Timothy Lewis, in "The Effects of Nonexcitable Regions on Signal Propagation in Excitable Media: Propagation Failure and Reflection", demonstrated and gave examples of dynamical mechanisms that form the basis of arrythmia-generating phenomena of propagation failure and reflection in a cardiac tissue model.

Arthur Sherman, in "Heterogeneous Patterns of Pancreatic Beta-Cell Activity Studied with Modelling and Dynamic Current Clamp" describes how pancreatic islet response might be constructed from isolated cell activity,

Gregory Smith, in "Fourier Analysis of Sinusoidally Driven Thalamocortical Relay Neurons and a Minimal Integrate-and-Fire-or-Burst Model", showed results of a minimal IFB model that reproduces many of the features of thalamocortical relay cell responses to sinusoidal current injection. The model is constrained using Fourier analysis of intracellular records from cat thalamic slices and experimental observations.

Contributed presentations of special interest included:

Gerda de Vries, in "Effect of Noise on the Emergent Collective Behaviour of Diffusively Coupled Biological Oscillators", demonstrated that the addition of noise produces a stochastic resonance-like phenomenon that increases the coupling range over which bursting develops from tonically spiking isolated cells.

Rebecca Tyson, in "Model and Analysis of Chemotactic Salmonella Typhimurium Patterns in Semi-Solid Medium", presented a mathematical model of a chemotactic phenomenon that induces bacteria to form large spatial patterns. A nonlinear analysis predicted the parameter regions in which certain limited pattern types exist, namely, spots and stripes, and it was shown how these patterns relate to patterns obtained experimentally.

Carl Panetta, in "Mathematically Modeling the Effects of Paclitaxel and Cisplatin on Cancer", described models to study the cell kinetics of the cancer and the pharmacokinetics of the two drugs paclitaxel and cisplatin, and used the models to explain results seen clinically and suggest effective treatment regimens.

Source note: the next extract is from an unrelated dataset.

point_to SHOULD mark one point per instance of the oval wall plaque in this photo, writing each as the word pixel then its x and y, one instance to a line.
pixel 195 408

Jonathan Bell, in "Direct and Inverse Problems Associated with Modeling the Dynamics of a Skin Receptor", described the development of a non-classical cable model for the nerve ending and the appropriate oblique boundary conditions. Conditions for the boundary potential to reach threshold were given, and initial work on recovering properties of the stimulus based on additional boundary and voltage measurements was presented.

Jonathan Rubin, in "Synchronization Mechanisms in Neuronal Network Models with Fast Inhibitory Synapses", used new neuronal models and more complicated neuronal architectures to show that stable, synchronous oscillations can be produced by fast inhibitory coupling. Crucial qualitative differences in inhibitory synchronization mechanisms were shown when additional network complexity is considered.